First task today: reading a student essay called “The Evolution of Social Sites.”  I’m glad I waited until morning to assess this one.  If I had tried to do it at the end of the day yesterday, I don’t know how I would have reacted to all of the inconsistencies in voice and style that often come when students are learning to integrate source material and accidentally plagiarizing all over the place.

I used to give papers with plagiarism an F on principle, even when it clearly wasn’t intentional, like in this case.  I also worked with them to revise the F into a passing grade paper.  I wanted them to see that a paper with plagiarism should never earn a passing grade.  (Sometimes I still give the F, if I don’t see enough effort in the work overall.)  But now, my revised belief is that I don’t think students have the same principles as I do, so it probably doesn’t make sense to them when I give them a failing grade on principle.

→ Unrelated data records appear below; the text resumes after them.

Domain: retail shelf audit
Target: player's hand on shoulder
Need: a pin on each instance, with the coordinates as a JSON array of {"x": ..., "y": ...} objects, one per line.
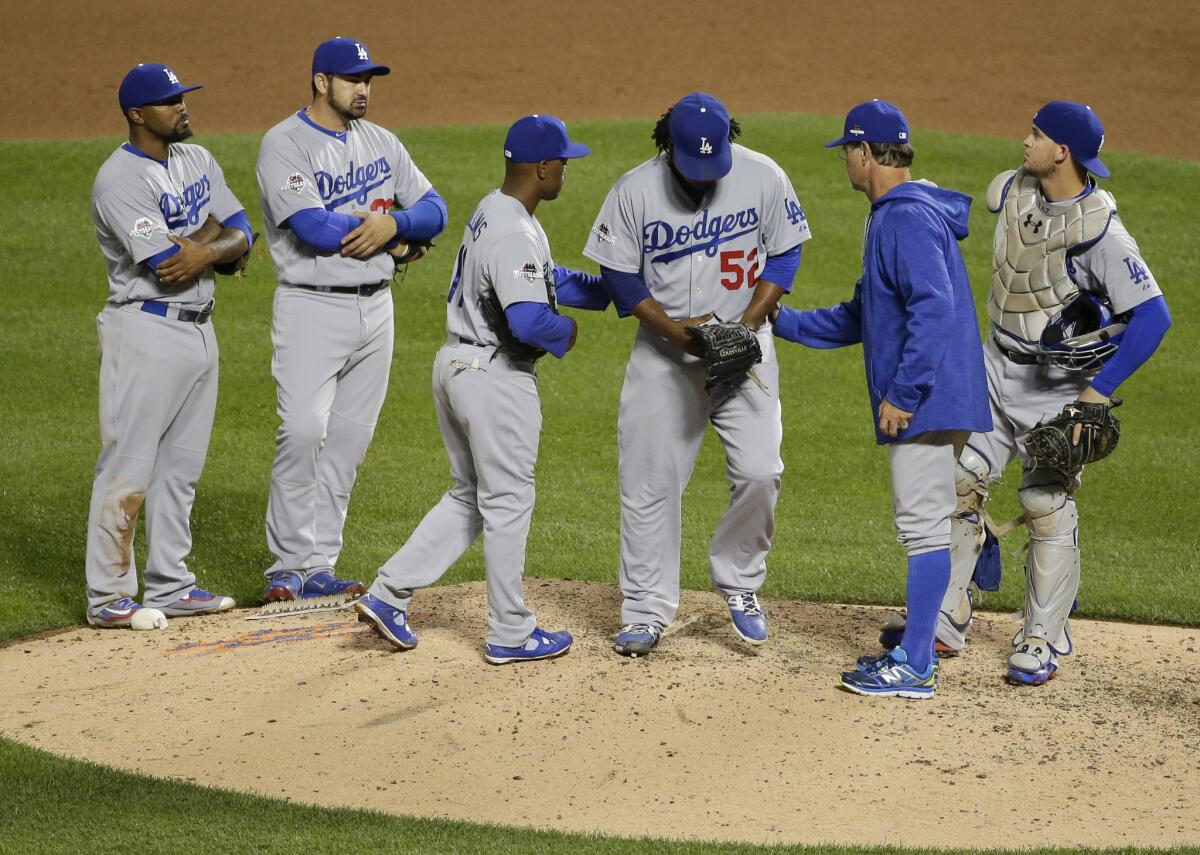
[
  {"x": 370, "y": 237},
  {"x": 186, "y": 264}
]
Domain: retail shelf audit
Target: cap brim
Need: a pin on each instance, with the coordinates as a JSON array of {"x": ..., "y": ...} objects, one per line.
[
  {"x": 1096, "y": 167},
  {"x": 705, "y": 168},
  {"x": 377, "y": 70}
]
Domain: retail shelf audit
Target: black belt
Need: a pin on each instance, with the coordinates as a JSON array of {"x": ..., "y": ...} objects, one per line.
[
  {"x": 166, "y": 310},
  {"x": 360, "y": 290},
  {"x": 1019, "y": 358}
]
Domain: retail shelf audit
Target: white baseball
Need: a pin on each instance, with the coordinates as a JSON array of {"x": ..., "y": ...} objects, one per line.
[{"x": 148, "y": 619}]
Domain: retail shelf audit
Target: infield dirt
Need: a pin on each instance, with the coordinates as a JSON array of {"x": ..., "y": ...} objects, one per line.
[{"x": 706, "y": 739}]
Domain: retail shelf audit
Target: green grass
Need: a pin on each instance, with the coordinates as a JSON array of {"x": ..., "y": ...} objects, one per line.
[{"x": 834, "y": 537}]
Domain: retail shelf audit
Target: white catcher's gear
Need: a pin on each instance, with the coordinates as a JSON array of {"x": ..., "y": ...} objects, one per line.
[
  {"x": 1053, "y": 566},
  {"x": 1032, "y": 269}
]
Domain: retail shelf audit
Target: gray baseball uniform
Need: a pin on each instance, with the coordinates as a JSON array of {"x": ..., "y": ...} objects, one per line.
[
  {"x": 695, "y": 262},
  {"x": 157, "y": 372},
  {"x": 490, "y": 417},
  {"x": 333, "y": 351},
  {"x": 1105, "y": 262}
]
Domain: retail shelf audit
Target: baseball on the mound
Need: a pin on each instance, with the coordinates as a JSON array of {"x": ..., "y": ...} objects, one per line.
[{"x": 148, "y": 619}]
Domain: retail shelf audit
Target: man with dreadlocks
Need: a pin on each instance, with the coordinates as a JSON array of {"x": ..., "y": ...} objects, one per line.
[{"x": 705, "y": 231}]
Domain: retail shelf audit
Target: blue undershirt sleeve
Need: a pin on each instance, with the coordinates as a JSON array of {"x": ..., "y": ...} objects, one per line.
[
  {"x": 627, "y": 290},
  {"x": 781, "y": 269},
  {"x": 241, "y": 222},
  {"x": 159, "y": 258},
  {"x": 323, "y": 231},
  {"x": 424, "y": 220},
  {"x": 537, "y": 324},
  {"x": 1147, "y": 326},
  {"x": 580, "y": 290}
]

This student is in first semester Composition, and this is her first formal essay in the class using MLA for source documentation.  Her work meets the word length requirement for the assignment, and although the sentence level writing struggles with inconsistent voice and awkward phrasing where she is attempting to integrate source material with less-than-stellar signal phrases, I can see she put in a lot of good work overall.  The writing has a unified main idea from start to finish, the paragraphs are well-focused, and the writing fairly clearly organized.  Most importantly, this essay has a strong sense of purpose that responds appropriately to the assignment.  This student paid attention to the assignment instructions and fulfilled its requirements.  Giving her an F on principle for accidental plagiarism would be like punishing my 3 year old for not keeping all the pancake batter in the bowl when she helps to mix it.

So the essay earns a C, for “okay.”  The ducks are all in a row, although the row forms a sort of wobbly line.  My goal now is to figure out how to motivate the student to learn from today’s C, as opposed to pigeonholing herself from now on as a “C” writer.  It’s all in the feedback.  Back to the grind.